In this Saturday, Nov. 7, 2020 file photo, President Donald Trump supporters cheer as Georgia State Rep. Vernon Jones speaks, at the capital, in Atlanta. Jones was one of several politicians to tour the Arizona Senate’s election audit at Veterans Memorial Coliseum in hopes of replicating the process for their own states. /AP Photo/Mike Stewart, File
By Kyra Haas and Dillon Rosenblatt | Arizona Capitol Times
Delegates from roughly a dozen states have made the pilgrimage to Arizona in hopes of replicating the state Senate’s partisan election audit, but legal and political barriers will probably keep them from succeeding.
From the beginning, staunch supporters of the events transpiring at Veterans Memorial Coliseum, or the Madhouse on McDowell, have looked at Arizona as the “first domino to fall.”
Now, as the work of Cyber Ninjas and other independent contractors begins to wane, Republicans from other states are trying to carry the torch forward.

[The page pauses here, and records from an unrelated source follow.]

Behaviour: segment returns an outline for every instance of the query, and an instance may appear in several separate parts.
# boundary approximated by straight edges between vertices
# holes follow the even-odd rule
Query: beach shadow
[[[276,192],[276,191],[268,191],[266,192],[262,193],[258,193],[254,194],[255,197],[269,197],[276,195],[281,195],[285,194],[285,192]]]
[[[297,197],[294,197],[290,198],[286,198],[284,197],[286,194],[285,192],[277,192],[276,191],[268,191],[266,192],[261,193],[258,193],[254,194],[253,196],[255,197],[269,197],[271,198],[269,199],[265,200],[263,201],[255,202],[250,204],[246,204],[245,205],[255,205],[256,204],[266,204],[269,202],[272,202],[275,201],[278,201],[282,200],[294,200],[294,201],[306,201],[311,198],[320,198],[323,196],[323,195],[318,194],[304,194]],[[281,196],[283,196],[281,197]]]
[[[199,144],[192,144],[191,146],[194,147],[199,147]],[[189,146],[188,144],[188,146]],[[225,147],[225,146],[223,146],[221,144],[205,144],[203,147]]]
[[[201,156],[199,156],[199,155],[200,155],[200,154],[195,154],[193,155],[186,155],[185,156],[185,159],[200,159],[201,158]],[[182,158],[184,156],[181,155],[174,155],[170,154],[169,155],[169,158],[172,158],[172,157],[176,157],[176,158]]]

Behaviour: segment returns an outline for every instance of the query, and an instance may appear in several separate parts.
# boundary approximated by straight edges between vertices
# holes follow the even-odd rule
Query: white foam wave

Audit spokesman Randy Pullen confirmed that visitors from 13 states — Alaska, Colorado, Georgia, Michigan, Missouri, New Mexico, Oklahoma, Pennsylvania, Tennessee, Utah, Virginia, Wisconsin and Wyoming — have visited Arizona to see the first-of-its-kind exercise, but he also told a pool reporter it was as many as 17 states.
Arizona Capitol Times requested a complete list of audit visitors from the state Senate, but did not immediately receive documents.